If legal responsibility and therefore potentially liability lies with both the executive leadership team and with the board of an organisation then surely both should have a joint interest to ensure the effective running of the organisation. While there is certainly value in differentiating between the differing roles of governance and management too often this differentiation establishes an unhealthy separation that promotes an adversarial approach. This is reflected in an “us versus them” attitude that can lead to both ineffective and inefficient behaviour but also, and with potentially worse consequences, the covering up and selective filtering of critical information.

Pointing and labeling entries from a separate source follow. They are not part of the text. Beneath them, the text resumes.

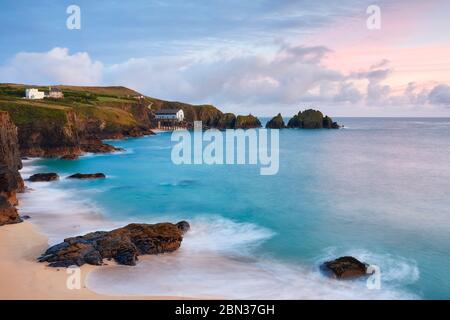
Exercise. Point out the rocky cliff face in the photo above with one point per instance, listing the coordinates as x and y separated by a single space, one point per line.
311 119
48 137
10 163
124 245
247 122
276 122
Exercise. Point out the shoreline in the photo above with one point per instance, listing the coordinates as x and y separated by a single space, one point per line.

A helpful analogy is that the board should not be acting as a jet plane flying over the company every two months or quarterly and attempt to gather all the requisite information at high speed and from a dizzy height. Boards should act more like a helicopter hovering at an appropriate altitude to enable the continuation of the business but being able to land when required – i.e. when critical issues arise. This could certainly involve directors, especially non-executive directors, more than they may be accustomed to but surely if they are as liable as anyone else on the board and leadership team they should also have a right of access. This shifting between the role and responsibility of the board and the role and responsibility of the executive is what I call the “challenge of the dotted line”. This is one of the biggest challenges especially in the often highly politicised organisational environment. This challenge requires mature individuals supported by robust policies that facilitate the requisite information flows and decision making – and this challenge is not restricted to the large multinational organisations but often as evident in the smallest organisations.

In many senses the two extremes of massive powerful corporations and tiny, small and medium sized corporations are identical. They comprise a separate legal entity housing the business that is owned by some parties and controlled by (possibly) others. In another sense these two extremes look so different that it is difficult to imagine any similarities between them.

One of the key similarities is that each type of entity is led by a team of leaders and that team of leaders is a team of individuals – a group of people balancing the circles of ME, US and WE.